JP2007266224A - Power module - Google Patents

Abstract

<P>PROBLEM TO BE SOLVED: To improve heat dissipation of a power module on which an electronic component is loaded. <P>SOLUTION: The power module is provided with a circuit board 2 on which the electronic component 1 is placed on a center of an upper face and a water cooled jacket 3 having a passage which is brought into contact with a lower face of the circuit board 2 and makes cooling water flow just below a contact part. A center of the lower face of the circuit board 2 projects to a lower side compared to an outer peripheral part of the lower face, A part which is brought into contact with the circuit board 2 in the water cooled jacket 3 is depressed to a passage-side along the lower face of the circuit board 2. <P>COPYRIGHT: (C)2008,JPO&INPIT

Description

  The present invention relates to a power module having improved heat dissipation by being fixed to a water cooling jacket.

  In recent years, electronic components such as power control devices used in automobiles and the like have become higher in voltage due to the hybridization of the driving system of automobiles, and thus power modules equipped with electronic components are required to have high heat dissipation.
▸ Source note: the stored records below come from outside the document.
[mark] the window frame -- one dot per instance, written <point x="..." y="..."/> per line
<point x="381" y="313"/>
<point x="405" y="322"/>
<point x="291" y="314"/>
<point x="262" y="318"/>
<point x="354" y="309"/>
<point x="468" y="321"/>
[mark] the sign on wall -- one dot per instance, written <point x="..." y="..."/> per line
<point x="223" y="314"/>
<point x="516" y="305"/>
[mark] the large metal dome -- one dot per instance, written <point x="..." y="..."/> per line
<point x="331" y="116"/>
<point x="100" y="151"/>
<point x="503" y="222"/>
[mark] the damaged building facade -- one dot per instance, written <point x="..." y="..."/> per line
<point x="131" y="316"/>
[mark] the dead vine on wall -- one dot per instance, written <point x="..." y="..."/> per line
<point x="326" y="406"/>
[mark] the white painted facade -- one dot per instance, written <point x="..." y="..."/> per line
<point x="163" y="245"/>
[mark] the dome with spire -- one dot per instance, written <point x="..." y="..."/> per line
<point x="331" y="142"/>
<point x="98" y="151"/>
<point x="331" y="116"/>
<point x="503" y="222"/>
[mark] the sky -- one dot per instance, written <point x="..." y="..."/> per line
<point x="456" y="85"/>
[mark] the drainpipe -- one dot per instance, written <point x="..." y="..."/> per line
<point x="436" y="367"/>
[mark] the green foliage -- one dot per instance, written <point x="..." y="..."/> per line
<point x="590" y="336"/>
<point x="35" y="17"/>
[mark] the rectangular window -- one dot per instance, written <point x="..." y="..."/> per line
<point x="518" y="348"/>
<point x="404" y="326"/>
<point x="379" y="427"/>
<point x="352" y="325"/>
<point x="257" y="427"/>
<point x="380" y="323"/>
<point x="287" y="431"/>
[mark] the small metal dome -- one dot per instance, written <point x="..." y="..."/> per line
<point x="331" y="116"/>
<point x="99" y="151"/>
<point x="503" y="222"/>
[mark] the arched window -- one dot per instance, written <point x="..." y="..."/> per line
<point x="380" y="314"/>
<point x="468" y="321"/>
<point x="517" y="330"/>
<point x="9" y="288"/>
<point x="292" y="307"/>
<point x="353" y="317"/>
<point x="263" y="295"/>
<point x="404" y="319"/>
It is coming.

  In a conventional power module, a circuit board on which electronic components are mounted is generally fixed to a water cooling jacket via a heat sink such as copper.
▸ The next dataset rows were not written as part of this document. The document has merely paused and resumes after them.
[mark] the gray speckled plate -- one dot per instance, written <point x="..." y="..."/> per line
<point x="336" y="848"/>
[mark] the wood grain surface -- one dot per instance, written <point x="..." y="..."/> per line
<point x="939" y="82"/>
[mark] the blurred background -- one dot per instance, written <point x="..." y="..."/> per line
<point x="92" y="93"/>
A conventional power module is shown in FIG. As shown in FIG. 2, 21 is an electronic component, 22 is a circuit board, 22a is an electric circuit board that is a part on the upper surface side of the circuit board 22, 22b is an insulating board that is a part on the lower surface side of the circuit board 22, and 23 is This is a water cooling jacket for cooling the circuit board 22. For example, the electric circuit board 22a is formed by bonding copper or aluminum to both surfaces of a ceramic substrate using an active brazing material or the like, and forming a circuit by etching or the like. The water-cooling jacket 23 is usually formed with a water channel in consideration of heat dissipation. The insulating substrate 22b is made of a resin or a ceramic material in order to maintain insulation between the electric circuit substrate 22a and the water cooling jacket 23. In addition, since the heat generated from the electronic component 21 is radiated to the water cooling jacket 23 through the electric circuit board 22a, a ceramic material having a high heat dissipation characteristic is more preferable.
JP 2002-26469 A

  Conventionally, the contact surfaces of the circuit board and the water cooling jacket have been increased in flatness to increase the contact area to ensure heat dissipation. However, in recent years, higher heat dissipation has been required. Therefore, the power module of the present invention has been completed in view of the above problems, and its purpose is to improve the heat dissipation of the power module.

  A power module according to the present invention includes a circuit board on which an electronic component is placed at the center of the upper surface, and a water cooling jacket having a flow path for contacting the lower surface of the circuit board and allowing cooling water to flow directly under the contact part And a portion of the water-cooling jacket that is in contact with the circuit board extends along the lower surface of the circuit board. It is characterized by a depression on the roadside.

  The power module of the present invention is characterized in that the lower surface side portion of the circuit board is made of an insulating substrate.

  The power module of the present invention is characterized in that the insulating substrate is made of a silicon nitride sintered body.

  The power module according to the present invention is characterized in that the circuit board has a gently convex curved surface from the outer periphery of the lower surface to the center of the lower surface.

  The power module of the present invention is characterized in that the upper surface of the circuit board is flat.

  A power module according to the present invention includes a circuit board on which an electronic component is placed at the center of the upper surface, and a water cooling jacket that is in contact with the lower surface of the circuit board and has a flow path for flowing cooling water immediately below the contact portion. In the power module provided, the lower surface central portion of the circuit board protrudes below the outer periphery of the lower surface, and the portion that contacts the circuit board of the water cooling jacket is recessed toward the flow path side along the lower surface of the circuit board, Since the flow path in the central portion of the circuit board is narrowed, the flow rate of the cooling water flowing through that portion is increased, so that heat dissipation can be improved.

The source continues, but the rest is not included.